Legacy data (n) - Information stored in an old or obsolete format or computer system that is, therefore, difficult to access or process. (Business Dictionary, 2016)
For over 135 years, the U.S. Geological Survey has collected diverse information about the natural world and how it interacts with society. Much of this legacy information is one-of-a-kind and in danger of being lost forever through decay of materials, obsolete technology, or staff changes. Several laws and orders require federal agencies to preserve and provide the public access to federally collected scientific information. The information is to be archived in a manner that allows others to examine the materials for new information or interpretations.
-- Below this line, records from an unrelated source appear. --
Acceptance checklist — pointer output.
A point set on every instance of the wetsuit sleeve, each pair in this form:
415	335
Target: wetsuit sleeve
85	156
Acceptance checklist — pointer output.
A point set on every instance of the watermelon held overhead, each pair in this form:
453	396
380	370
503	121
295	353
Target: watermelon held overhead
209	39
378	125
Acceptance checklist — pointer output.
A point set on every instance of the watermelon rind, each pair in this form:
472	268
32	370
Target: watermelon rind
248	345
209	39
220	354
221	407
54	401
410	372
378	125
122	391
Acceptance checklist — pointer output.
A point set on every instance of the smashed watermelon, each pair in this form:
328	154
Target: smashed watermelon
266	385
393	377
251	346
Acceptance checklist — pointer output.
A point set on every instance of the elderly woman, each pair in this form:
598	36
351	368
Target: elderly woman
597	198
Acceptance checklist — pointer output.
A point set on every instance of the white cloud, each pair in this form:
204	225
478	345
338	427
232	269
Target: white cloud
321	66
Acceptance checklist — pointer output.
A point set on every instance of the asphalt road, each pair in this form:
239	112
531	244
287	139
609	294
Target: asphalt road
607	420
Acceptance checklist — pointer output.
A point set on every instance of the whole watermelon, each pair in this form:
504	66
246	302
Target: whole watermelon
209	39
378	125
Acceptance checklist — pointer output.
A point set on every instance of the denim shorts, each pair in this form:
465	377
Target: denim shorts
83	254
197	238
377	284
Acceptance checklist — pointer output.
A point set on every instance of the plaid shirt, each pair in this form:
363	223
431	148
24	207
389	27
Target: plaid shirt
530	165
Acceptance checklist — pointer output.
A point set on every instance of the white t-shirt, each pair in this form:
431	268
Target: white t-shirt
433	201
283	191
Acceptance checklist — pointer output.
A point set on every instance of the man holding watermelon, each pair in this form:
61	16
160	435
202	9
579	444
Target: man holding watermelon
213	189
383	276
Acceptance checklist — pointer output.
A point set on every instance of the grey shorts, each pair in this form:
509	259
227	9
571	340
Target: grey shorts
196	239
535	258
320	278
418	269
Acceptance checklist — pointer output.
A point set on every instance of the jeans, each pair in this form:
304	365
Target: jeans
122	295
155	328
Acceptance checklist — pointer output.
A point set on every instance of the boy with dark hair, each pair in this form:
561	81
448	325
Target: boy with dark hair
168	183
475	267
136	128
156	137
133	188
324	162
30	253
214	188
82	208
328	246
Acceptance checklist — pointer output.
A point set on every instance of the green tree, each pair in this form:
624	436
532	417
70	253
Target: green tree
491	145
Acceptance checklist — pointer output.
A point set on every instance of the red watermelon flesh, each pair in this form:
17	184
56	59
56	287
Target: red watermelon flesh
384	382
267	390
Data-at-Risk is a systematic way for the USGS to continue efforts to meet the challenge of preserving and making accessible enormous amount of information locked away in inaccessible formats. Data-at-Risk efforts inventory and prioritize inaccessible information and assist with the preservation and release of the information into the public domain. Much of the information the USGS collects has permanent or long-term value to the Nation and the world through its contributions to furthering scientific discovery, public policies, or decisions. These information collections represent observations and events that will never be repeated and warrant preservation for future generations to learn and benefit from them.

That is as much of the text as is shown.